Effets collatéraux positifs du confinement: Italienne, scène et orchestre, repris à la MC 93 à Bobigny (Seine-Saint-Denis) a pu bénéficier, plus qu’une simple captation, d’un vrai tournage. Et le film a été, et est encore diffusé sur France 5. À l’origine, un spectacle-culte: Italienne avec orchestre (1996) fondé sur une idée géniale: faire vivre au  public une répétition de La Traviata du point de vue du chœur, sur la scène puis à la place de l’orchestre dans la fosse. Bien mieux qu’un simple gag participatif, une vraie pédagogie savoureuse.

Avec ce dispositif, tout est à l’envers et à la fois, tout est vrai. Ainsi, le spectacle n’a pas de longueurs et nous allons comprendre qu’il s’agit de la durée nécessaire au travail de répétition et que les temps morts sont la vie cachée de la création artistique. Refrain de l’assistante à la mise en scène, chargée de plannings désespérants: «On a le temps » ou; « On n’a pas le temps». Effectivement, le temps fait quelque chose à l’affaire: c’est la matérialisation des conflits inhérents à la création d’un opéra entre chef et metteur en scène. Puis entre chacun d’eux et la diva mais aussi entre les différents corps de métiers: la moitié du chœur est à l’essayage des costumes! Mais aussi entre le huis-clos de la salle et l’extérieur avec un appel téléphonique interminable à la Diva…

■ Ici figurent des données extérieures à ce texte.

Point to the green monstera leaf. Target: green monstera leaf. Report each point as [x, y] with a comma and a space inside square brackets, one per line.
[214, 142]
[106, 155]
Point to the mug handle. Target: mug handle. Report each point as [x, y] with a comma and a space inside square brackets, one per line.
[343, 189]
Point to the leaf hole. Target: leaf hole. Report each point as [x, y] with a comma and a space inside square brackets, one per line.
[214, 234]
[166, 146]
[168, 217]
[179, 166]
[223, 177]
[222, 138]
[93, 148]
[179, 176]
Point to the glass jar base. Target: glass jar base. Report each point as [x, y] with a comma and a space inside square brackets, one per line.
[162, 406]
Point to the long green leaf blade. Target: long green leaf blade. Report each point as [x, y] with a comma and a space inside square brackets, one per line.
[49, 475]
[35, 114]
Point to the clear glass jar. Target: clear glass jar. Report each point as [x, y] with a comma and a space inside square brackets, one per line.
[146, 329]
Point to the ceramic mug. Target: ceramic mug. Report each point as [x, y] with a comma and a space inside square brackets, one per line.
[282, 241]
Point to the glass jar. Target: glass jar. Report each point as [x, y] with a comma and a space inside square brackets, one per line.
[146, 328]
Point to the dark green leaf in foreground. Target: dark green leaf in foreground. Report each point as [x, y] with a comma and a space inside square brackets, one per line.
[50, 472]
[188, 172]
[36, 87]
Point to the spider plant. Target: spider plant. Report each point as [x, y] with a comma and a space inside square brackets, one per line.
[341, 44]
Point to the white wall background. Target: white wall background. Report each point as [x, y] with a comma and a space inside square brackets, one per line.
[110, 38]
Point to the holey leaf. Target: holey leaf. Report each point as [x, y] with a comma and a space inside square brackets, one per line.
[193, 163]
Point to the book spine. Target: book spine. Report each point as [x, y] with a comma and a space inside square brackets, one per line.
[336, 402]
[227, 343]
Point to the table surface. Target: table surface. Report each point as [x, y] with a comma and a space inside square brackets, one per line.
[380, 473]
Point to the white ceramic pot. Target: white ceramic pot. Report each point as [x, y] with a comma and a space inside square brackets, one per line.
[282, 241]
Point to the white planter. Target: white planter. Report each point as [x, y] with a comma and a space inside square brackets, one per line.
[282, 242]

Peu à peu ces conflits se résolvent, la Diva murmure à l’oreille des musiciens : c’est de la triche mais cela met de l’huile parfumée dans les rouages, le chef et le metteur en scène se parlent en confidence, et au bout du compte, mais nous ne le verrons pas, La Traviata pourra se jouer. Cette répétition sans cesse interrompue aura été terriblement drôle, sans sarcasme et sans ironie. Humour pur, c’est du vécu: Jean-François Sivadier (le Chef d’orchetre) a mis en scène plusieurs opéras dont La Traviata

Il a sans doute été persécuté par des chefs obsédés par la partition et qui n’entendent rien à la dramaturgie. Jean-François Sivadier a du en terrifier quelques-uns avec des propositions de mise en scène audacieuses -sans aller jusqu’à « mettre des animaux en plastique sur la scène »- et pas si gratuites qu’elles n’en avaient l’air. Mais sans doute aussi s’empêtrer dans la diplomatie avec une diva… C’est du vécu et du pensé…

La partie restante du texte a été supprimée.